The benefits the baby boom brings to the real estate industry are not just the immediate rising demand for housing, insiders said. When the baby boomers grow up and have babies, that will be a bigger boost to the real estate industry.
Census statistics show that baby boomers of the 1962-1980 period account for 32 percent of China's total population of 1.3 billion. Now they are aged from 26 to 44, the primary home-buying group.
Many of the previous baby boomers had married since the beginning of the 1990s, and had or were going to have their babies, said Yi Xianrong, a research fellow with the Finance Research Institute under the Chinese Academy of Social Sciences.
The fast development of China's real estate industry since 1998 had much to do with this group, Yi said.

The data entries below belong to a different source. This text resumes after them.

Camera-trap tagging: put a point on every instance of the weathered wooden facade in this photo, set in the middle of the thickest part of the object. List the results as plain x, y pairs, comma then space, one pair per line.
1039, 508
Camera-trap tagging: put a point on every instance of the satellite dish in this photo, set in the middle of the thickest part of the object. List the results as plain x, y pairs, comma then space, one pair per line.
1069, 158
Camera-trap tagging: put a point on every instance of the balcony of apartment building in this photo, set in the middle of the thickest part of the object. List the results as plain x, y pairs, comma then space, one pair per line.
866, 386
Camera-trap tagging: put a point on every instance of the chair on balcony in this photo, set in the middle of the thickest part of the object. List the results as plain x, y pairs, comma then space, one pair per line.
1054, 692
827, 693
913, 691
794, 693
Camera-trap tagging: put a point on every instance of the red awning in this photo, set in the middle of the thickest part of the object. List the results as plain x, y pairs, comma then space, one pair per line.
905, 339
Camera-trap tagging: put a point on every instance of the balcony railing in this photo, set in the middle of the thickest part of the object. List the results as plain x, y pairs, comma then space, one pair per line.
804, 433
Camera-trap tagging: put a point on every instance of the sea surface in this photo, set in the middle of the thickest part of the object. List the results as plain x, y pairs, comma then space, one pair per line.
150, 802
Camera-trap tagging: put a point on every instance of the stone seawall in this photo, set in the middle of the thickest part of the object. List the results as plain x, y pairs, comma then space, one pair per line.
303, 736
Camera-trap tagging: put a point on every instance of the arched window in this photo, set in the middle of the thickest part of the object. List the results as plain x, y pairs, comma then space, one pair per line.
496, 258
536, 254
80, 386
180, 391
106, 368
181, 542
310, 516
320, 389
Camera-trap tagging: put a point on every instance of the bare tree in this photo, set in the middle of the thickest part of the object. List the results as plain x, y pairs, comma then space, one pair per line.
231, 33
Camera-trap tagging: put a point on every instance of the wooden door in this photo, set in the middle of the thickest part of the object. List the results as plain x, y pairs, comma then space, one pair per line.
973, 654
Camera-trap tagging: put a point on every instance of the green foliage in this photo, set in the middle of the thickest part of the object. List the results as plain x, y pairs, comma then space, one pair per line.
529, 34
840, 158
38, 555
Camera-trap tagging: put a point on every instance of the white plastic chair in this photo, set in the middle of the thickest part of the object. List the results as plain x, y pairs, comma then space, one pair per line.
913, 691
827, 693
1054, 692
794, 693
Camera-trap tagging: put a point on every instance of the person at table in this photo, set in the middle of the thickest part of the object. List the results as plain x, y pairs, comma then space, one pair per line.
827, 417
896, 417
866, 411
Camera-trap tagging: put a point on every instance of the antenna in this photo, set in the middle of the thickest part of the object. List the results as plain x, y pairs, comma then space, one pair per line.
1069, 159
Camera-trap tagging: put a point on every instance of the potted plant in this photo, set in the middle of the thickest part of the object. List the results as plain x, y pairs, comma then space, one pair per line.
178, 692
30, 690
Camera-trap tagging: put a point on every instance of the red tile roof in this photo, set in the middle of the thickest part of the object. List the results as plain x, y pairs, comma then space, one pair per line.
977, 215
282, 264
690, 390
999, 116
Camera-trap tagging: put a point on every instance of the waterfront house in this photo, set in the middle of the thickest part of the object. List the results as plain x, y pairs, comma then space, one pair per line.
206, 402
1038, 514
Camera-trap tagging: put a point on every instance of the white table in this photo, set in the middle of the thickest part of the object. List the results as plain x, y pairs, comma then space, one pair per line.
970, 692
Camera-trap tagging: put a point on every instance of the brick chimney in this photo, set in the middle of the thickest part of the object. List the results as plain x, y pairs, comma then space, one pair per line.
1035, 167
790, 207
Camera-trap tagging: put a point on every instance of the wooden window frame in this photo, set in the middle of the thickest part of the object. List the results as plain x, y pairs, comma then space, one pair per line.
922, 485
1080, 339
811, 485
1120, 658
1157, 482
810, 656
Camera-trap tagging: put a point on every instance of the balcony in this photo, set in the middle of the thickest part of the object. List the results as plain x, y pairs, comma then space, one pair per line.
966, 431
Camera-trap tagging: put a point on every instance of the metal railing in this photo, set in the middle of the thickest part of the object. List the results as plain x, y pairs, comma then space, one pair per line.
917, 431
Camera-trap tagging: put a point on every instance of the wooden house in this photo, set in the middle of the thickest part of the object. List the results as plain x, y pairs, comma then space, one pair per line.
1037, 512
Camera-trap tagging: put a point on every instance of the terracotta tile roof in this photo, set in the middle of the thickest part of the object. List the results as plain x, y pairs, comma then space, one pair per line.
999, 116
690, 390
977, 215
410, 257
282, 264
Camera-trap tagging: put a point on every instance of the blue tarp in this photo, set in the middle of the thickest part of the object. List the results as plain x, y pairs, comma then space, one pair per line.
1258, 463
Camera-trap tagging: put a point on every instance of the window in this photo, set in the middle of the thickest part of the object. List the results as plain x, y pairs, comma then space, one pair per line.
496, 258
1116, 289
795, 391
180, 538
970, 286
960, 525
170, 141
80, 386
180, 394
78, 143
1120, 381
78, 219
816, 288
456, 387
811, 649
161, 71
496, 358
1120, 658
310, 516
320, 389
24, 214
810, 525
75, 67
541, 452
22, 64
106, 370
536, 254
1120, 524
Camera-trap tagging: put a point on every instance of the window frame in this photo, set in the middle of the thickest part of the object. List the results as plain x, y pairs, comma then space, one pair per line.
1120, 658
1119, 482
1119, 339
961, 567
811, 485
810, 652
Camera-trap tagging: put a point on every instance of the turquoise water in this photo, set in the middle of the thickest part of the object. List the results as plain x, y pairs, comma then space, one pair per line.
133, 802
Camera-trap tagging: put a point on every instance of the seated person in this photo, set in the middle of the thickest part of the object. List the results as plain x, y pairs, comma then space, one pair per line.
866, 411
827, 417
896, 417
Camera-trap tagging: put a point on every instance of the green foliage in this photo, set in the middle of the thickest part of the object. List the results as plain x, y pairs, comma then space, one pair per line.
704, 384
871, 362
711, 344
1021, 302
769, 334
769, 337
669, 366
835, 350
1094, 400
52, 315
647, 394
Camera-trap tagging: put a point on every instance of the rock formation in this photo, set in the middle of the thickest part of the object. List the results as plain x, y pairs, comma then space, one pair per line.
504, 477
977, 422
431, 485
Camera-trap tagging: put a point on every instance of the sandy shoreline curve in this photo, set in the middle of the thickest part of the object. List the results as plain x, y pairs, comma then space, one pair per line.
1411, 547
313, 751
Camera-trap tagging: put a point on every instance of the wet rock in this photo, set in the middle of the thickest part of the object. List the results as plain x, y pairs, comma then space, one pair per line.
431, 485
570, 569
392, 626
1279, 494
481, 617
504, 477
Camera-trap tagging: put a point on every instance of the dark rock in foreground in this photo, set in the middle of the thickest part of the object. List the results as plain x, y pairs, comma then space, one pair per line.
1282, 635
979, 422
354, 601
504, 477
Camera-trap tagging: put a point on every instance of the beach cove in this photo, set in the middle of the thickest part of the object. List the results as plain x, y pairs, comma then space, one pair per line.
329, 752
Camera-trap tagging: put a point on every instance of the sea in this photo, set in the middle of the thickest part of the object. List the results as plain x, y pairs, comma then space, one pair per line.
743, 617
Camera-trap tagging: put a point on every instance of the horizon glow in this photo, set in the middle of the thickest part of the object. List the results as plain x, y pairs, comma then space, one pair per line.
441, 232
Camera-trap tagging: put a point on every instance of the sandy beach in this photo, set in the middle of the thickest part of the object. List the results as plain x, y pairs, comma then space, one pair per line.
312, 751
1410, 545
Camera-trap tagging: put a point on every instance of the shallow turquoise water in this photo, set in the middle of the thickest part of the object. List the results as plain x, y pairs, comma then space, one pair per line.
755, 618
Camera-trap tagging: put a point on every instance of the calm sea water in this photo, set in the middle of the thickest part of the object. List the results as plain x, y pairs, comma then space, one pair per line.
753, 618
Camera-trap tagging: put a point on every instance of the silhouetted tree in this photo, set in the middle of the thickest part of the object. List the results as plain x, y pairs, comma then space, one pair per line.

According to the National Bureau of Statistics, China's urban population was 502 million in 2002, or 39.1 percent of the country's total. By the end of 2005, the urban population expanded to 562 million, or 43 percent of the country's total.
Beijing's population grew by 415,000 in the past three years, which means 8.32 million square meters of new floor space are needed each year, calculated on the per capita floor space of 20.06 square meters in the city in 2006.
Economists warned that increasing demand might drive up housing prices. The average price of new homes in 70 large and medium-sized Chinese cities gained 6.1 percent year-on-year in January.
Figures from the National Development and Reform Commission (NDRC) and National Bureau of Statistics show the prices of new homes in Beijing rising by 9.9 percent a year, ranking the second highest after Shenzhen's 10.2 percent among the 70 cities.
Worries about baby boom
However, traditional family planning based on China's ancient "zodiac" of animal years is waning in the cities.
A survey on more than 5,500 people in Shanghai, China's biggest city, showed more than 70 percent of the respondents would ignore the year of the pig.
Fifty-eight percent of respondents said they did not believe that babies born in the Year of Pig are lucky.
Seventy-one percent of respondents worried local hospitals could not handle the baby boom and most of the respondents said they worried baby boomers might face fierce competition in finding jobs when they grow up.
Parents who give birth to a baby in the Year of Pig simply wished for their children to be happy and lucky, said Ouyang Xiaoming, a teacher at the Changshu College of Science and Engineering.
But, Ouyang warned, a sudden baby boom would affect the population structure and might cause shortages and imbalances of social resources.
Baby boomers had to compete for a bed in hospital when they are born, for a desk when they begin schooling, for a job after growing up and they might have to scramble for a bed in an seniors' home when they retire.
Each of them will have fewer opportunities.
Chen Bo, a doctor of psychology, warned young people to think carefully when they decide to have a baby and not to blindly follow suit.
Chen also suggested the authorities should monitor changes in the population and prepare early to minimize the adverse effects of booms.